K.G. Schneider kgs at bluehighways.com
Fri Feb 25 10:22:04 EST 2005


> BTW, the Library Journal piece mentions, "...my sin lay in suggesting
> that Google is OK at giving access to random bits of information but
> would be terrible at giving access to the recorded knowledge that is the
> substance of scholarly books."  (From the original L.A. Times piece,
> it's clear the problem is really presenting snippets of books out of
> context, or somehow getting the books in the wrong order: "The books in
> great libraries are much more than the sum of their parts. They are
> designed to be read sequentially and cumulatively, so that the reader
> gains knowledge in the reading.")
> 
> Funny, I don't recall any vitriol being thrown about when Roy Tennant
> wrote: "Google hype to the contrary...Large research libraries that
> never weed their collections as a matter of policy end up with lots of
> outdated, useless material.
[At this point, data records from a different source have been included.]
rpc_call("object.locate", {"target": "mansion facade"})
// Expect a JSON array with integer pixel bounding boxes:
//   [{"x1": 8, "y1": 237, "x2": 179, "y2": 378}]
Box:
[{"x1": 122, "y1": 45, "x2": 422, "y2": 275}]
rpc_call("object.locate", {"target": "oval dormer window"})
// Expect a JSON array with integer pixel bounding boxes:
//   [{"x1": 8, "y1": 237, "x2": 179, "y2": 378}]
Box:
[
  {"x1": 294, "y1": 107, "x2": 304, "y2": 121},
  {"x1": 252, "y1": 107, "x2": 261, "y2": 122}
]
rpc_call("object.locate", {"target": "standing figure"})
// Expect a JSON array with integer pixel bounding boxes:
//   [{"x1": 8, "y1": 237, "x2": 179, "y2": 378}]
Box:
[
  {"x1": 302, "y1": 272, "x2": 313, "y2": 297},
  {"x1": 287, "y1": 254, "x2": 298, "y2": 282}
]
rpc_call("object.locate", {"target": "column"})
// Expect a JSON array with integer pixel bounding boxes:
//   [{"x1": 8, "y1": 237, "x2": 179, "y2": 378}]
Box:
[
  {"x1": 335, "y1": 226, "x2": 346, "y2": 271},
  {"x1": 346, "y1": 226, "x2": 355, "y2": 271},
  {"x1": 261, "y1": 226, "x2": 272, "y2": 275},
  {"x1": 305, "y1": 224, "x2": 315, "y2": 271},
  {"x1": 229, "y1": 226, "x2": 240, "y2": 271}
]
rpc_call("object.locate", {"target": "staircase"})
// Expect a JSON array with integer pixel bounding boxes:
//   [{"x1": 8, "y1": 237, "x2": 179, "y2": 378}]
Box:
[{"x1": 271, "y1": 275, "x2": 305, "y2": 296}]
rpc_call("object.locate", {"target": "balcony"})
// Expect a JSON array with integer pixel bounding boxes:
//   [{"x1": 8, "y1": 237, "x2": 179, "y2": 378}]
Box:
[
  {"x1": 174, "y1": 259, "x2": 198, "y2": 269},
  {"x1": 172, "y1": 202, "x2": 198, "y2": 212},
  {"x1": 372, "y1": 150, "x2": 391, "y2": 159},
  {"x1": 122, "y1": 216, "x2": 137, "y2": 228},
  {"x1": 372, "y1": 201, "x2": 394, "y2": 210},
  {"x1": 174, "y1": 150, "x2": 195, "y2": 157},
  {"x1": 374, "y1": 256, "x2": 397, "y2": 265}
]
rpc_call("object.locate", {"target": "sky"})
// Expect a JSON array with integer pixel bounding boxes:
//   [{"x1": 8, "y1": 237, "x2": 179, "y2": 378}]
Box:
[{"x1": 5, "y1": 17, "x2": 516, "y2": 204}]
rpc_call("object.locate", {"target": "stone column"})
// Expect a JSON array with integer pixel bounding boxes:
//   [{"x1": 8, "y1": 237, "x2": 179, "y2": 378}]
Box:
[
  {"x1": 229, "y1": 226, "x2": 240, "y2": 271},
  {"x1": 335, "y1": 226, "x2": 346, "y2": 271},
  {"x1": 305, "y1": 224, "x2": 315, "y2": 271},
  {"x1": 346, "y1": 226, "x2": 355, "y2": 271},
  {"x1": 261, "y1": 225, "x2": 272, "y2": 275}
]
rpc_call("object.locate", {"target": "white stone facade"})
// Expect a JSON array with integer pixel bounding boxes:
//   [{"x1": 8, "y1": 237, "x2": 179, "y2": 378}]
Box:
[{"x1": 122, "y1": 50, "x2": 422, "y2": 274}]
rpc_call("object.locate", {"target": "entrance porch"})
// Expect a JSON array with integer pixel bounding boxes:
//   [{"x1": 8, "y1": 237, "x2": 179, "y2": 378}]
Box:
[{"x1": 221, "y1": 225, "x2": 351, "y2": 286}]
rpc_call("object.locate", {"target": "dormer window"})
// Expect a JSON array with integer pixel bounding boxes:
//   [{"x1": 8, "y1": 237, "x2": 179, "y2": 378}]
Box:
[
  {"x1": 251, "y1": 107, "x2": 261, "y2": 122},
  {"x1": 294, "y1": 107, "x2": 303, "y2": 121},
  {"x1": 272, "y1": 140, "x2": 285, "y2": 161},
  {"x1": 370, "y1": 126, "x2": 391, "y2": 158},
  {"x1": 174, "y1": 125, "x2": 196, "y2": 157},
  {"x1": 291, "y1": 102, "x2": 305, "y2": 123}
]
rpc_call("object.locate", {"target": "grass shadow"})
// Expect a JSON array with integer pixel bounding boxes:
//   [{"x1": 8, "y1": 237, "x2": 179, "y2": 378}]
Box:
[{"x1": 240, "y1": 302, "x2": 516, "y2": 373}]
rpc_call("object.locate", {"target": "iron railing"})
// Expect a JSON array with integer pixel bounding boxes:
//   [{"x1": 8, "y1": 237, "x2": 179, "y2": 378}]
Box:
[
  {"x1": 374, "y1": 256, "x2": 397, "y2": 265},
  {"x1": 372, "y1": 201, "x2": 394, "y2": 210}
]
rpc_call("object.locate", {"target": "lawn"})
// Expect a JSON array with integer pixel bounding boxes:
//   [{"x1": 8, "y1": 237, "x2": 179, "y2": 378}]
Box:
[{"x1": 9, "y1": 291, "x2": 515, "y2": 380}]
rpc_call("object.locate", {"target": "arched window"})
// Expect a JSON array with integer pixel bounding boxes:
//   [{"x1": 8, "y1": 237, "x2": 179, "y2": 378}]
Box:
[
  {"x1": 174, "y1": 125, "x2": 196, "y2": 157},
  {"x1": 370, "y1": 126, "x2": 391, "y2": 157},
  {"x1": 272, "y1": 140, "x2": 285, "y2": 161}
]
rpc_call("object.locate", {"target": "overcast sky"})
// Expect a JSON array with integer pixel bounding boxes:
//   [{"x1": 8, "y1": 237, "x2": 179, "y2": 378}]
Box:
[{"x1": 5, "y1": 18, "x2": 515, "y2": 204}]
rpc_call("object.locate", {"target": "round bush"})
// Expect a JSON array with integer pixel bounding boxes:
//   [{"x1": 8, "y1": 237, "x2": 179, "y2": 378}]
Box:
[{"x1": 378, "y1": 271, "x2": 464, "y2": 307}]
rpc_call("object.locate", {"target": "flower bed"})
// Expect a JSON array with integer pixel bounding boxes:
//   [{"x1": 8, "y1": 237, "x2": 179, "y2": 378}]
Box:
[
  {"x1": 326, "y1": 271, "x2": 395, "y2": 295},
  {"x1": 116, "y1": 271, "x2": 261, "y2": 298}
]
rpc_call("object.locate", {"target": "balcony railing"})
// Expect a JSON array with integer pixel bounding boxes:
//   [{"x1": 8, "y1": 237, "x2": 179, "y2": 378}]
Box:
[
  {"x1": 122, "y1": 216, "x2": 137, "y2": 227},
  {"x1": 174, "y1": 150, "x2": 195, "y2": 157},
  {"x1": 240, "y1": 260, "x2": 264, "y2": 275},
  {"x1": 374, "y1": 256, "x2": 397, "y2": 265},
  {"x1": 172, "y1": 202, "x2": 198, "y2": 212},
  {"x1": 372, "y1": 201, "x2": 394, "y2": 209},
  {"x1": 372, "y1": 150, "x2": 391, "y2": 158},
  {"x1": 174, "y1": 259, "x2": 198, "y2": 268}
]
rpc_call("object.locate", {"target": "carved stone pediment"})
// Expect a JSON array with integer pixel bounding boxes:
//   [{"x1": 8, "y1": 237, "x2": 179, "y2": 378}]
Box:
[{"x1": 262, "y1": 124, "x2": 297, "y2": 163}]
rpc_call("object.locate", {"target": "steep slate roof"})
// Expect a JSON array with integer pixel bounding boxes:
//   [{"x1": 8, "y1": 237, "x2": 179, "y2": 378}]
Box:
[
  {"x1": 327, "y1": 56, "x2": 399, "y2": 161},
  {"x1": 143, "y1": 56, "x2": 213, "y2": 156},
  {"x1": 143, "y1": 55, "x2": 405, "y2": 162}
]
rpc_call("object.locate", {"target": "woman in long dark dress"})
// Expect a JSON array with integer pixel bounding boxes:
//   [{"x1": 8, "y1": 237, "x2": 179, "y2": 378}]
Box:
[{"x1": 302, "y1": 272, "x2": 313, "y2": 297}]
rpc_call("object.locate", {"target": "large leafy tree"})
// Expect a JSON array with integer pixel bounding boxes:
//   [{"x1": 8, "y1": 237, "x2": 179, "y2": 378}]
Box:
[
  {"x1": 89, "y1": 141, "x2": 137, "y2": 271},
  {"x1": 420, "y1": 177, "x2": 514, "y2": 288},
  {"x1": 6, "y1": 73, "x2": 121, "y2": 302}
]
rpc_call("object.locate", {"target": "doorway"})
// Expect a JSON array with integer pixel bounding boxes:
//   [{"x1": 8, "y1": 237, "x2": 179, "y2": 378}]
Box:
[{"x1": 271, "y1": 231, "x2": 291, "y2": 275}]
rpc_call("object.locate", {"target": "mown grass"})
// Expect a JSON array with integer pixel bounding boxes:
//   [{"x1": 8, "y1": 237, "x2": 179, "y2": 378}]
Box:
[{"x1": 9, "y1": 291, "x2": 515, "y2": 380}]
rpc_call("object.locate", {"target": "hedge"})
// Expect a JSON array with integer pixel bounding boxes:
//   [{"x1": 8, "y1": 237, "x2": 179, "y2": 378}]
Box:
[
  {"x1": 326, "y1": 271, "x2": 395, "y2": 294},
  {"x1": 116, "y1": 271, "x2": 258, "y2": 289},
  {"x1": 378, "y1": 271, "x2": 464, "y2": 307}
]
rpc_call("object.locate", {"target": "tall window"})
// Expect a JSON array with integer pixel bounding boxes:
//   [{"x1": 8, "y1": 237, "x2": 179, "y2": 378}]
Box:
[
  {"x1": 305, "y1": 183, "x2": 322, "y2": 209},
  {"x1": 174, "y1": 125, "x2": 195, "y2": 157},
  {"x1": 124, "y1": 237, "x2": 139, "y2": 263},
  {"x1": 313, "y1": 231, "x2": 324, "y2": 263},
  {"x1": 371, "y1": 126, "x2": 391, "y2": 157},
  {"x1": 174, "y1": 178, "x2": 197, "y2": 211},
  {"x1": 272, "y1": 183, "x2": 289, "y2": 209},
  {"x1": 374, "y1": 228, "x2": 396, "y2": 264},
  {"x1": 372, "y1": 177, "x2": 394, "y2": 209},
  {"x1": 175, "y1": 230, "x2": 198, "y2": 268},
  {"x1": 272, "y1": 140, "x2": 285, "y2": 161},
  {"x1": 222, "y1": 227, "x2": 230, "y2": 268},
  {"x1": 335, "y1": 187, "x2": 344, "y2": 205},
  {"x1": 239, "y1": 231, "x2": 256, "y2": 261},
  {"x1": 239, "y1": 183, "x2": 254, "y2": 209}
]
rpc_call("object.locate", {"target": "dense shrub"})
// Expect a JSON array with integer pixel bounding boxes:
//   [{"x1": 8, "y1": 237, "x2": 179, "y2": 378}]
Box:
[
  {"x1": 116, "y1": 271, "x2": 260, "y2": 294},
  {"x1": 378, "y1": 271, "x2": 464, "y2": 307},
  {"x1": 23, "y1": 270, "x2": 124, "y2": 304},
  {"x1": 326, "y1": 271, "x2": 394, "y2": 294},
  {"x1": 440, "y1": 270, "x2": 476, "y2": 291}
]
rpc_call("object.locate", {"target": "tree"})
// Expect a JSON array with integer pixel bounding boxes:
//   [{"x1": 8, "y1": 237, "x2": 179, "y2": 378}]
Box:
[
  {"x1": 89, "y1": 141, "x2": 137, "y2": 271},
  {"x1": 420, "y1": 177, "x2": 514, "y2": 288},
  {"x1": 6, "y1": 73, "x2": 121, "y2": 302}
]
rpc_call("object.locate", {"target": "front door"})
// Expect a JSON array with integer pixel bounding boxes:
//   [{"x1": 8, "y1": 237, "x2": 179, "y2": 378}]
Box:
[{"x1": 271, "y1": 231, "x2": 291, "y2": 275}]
Join this with blind, wholesale
> digitization, and it's clear we will soon find ourselves in a world
> where incorrect, dated information trumps current, accurate information
> through circumstance." <http://www.libraryjournal.com/article/CA502014>
> 
> Maybe it's all in how you say it.

If I don't get off the computer I'm going to end up going to my board
meeting in my bathrobe. But I don't see these quotes as analogous (though I
do agree--this is something suggested in a writing class I'm taking right
now--that it's a good idea not to insult your readers. Writers, take note!).
As I read it, Gorman is saying you have to read books in order or they don't
make sense, and that the content of these books isn't useful when it's a pot
o' data. Tennant is saying that when the trash barge gets larger and filled
with, well, more trash, it gets harder to pick through, particularly (he
didn't say this, I did) when you lack the tools to pre or postcoordinate the
mess. (It's not a trash barge if the good stuff is at the top. It's, well,
it's my living room!)

It may be a difference of degree, but at 250 degrees the cake will fall.